С. Д. Довлатов


С. Д. Довлатов

Сергей Довлатов (1941-1990) сам превратил свою биографию в литературное произведение. Читатель Довлатова знает о его жизни гораздо больше, чем может рассказать самый осведомленный биограф. Семья (цикл «Наши»), учеба в университете, исключение, служба во внутренних войсках (книга «Зона»), первые литературные опыты, литературный андеграунд, группа «Горожане», ленинградская литературная среда конца 1960-х годов, общение с Бродским («Невидимая книга»), работа журналистом в Эстонии (цикл «Компромисс»), редактором в детском журнале «Костер», публикация неудачной (официозной) повести-очерка в журнале «Юность», запрет на

Публикацию сборника его рассказов, бесконечные отказы из советских издательств и журналов, работа экскурсоводом в Пушкинском заповеднике (повесть «Заповедник»), эмиграция («Филиал», «Иностранка»), краткая, но бурная история жизни и гибели газеты «Новый американец», редактируемой Довлатовым («Невидимая газета»); литературный успех в США, публикации в журнале «Нью-Йоркер» (где до Довлатова из русских писателей печатался только Набоков) — все эти сюжеты, иной раз с многочисленными вариациями, описаны самим Довлатовым. Разве что ранняя смерть и феноменальная популярность в постсоветской России (его трехтомник был переиздан трижды в течение двух лет, общим тиражом в 150 тыс. экземпляров) — остались за пределами довлатовской прозы. Довлатов неуклонно претворяет автобиографический материал в метафоры, а точнее, в анекдотические притчи. О чем? Две взаимосвязанные темы занимают его на протяжении всего творчества: взаимоотношения литературы и реальности, с одной стороны, абсурда и нормы — с другой. Нетрудно увидеть в этих темах связь с важнейшими художественно-философскими сюжетами постмодернизма, вырастающими вокруг проблемы симуляции и симулякров, с одной стороны, и диалога с хаосом — с другой.

Уже в ранней книге «Зона», повествующей о службе автора (в книге лирический герой носит имя Борис Алиханов) в лагерной охране, Довлатов сопровождает лагерные рассказы комментирующими письмами к издателю, Игорю Ефимову.
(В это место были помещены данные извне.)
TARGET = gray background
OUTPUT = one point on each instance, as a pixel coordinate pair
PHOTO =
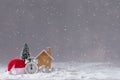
(76, 30)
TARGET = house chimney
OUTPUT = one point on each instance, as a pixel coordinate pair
(48, 49)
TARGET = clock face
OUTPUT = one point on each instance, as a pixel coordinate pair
(31, 68)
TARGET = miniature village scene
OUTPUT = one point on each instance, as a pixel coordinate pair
(28, 64)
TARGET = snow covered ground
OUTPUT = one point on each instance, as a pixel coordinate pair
(71, 71)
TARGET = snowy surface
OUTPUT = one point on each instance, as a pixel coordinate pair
(71, 71)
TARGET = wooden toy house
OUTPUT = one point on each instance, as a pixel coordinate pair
(44, 58)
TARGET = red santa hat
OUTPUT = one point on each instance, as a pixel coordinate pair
(16, 63)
Лагерный мир в этих комментариях помещен в достаточно широкий литературный контекст. В сущности, принципиальная несовместимость литературного — а шире: культурного, рационального, сознательного — опыта с реальностью и рождает у Довлатова ощущение абсурда как нормы жизни. Если у Шалимова и Солженицына зона — это прежде всего пространство-время насилия, то для Довлатова зона — это прежде всего наиболее наглядно-зримая реализация абсурда как универсального принципа бытия. Именно абсурдность формирует особое, довлатовское, единство мира зоны и единство зонвд с миром. Так, по Довлатову, никакой существенной разницы между охранниками, вообще «вольными» и заключенными не существует.

Парадоксальная эпичность, вырастающая на почве абсурда, становится отличительной чертой довлатовского стиля. Но как абсурд может стать материалом для эпоса, если эпос предполагает масштабные связи, соединяющие человека с мирозданием, а абсурд как раз характеризует отсутствие каких бы то ни было связей — полную бессвязность? Эпос созидает, а абсурд распыляет. Эпос центростремителен, абсурд — центробежен. Эпос тяготеет к монументальности, абсурд — к фрагментарности и минимализму. Оригинальность довлатовской поэтики объясняется именно тем, что она строится на этом оксюморонном сочетании абсурдности и эпичности. Довлатовские повторения, быть может, самое характерное воплощение этого странного синтеза. Кроме того, абсурд у Довлатова обладает особой «скрытой теплотой», обнаруживающей (или подтверждающей) человеческое родство.

Абсурд у Довлатова приобретает черты постмодернистского компромисса между несовместимо полярными состояниями и понятиями. Абсурд одновременно оказывается уникальным и универсальным, он примиряет повторяемость и неповторимость. Благодаря абсурду эпический мир Довлатова наполняется лирическим смыслом, и наоборот: все лирическое предстает в виде эпического предания,

Довлатовский абсурд не делает мир постижимым, он делает мир понятным. И это, пожалуй, самый удивительный парадокс довлатовской поэтики.